# How to get an accurate Debt/Equity Ratio



## bullbear39 (22 August 2012)

I believe an important criteria for valuing a company is the debt/equity ratio. However, in regard to banks in particular I find it's difficult to establish an accurate ratio for this. Would anyone care to shed some light on this?

Using CBA as the test case and the following data sources we see these discrepancies.

Yahoo Finance 
Shows Total debt/equity: N/A

Reuters
Shows Total Debt to Equity: 354.01
And LT Debt to Equity: 24.42

Questions are;
1. What is the best global source to find an accurate debt/equity ratio? 
2. How is the Reuters ratio to be read? Is CBA's debt 354 x it's equity?

Thanks.


----------



## McLovin (22 August 2012)

bullbear39 said:


> Questions are;
> 1. What is the best global source to find an accurate debt/equity ratio?




The company's annual report.



bullbear39 said:


> 2. How is the Reuters ratio to be read? Is CBA's debt 354 x it's equity?

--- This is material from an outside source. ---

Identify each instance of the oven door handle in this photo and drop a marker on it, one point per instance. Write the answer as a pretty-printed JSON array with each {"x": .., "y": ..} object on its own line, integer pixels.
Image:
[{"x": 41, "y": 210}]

It's a %. 354% of equity. 

(13,652+118,652)/37,287= 3.55


----------



## luutzu (21 April 2014)

yup, when in doubt, or not in doubt, open their annual report and do the ratio yourself.

with banks though... a high debt to equity is a good thing. Banks take deposits, which is considered a liability... but banks loan or invest it out at a higher rate than the interest they pay... 

so becareful when interpreting these ratios.


----------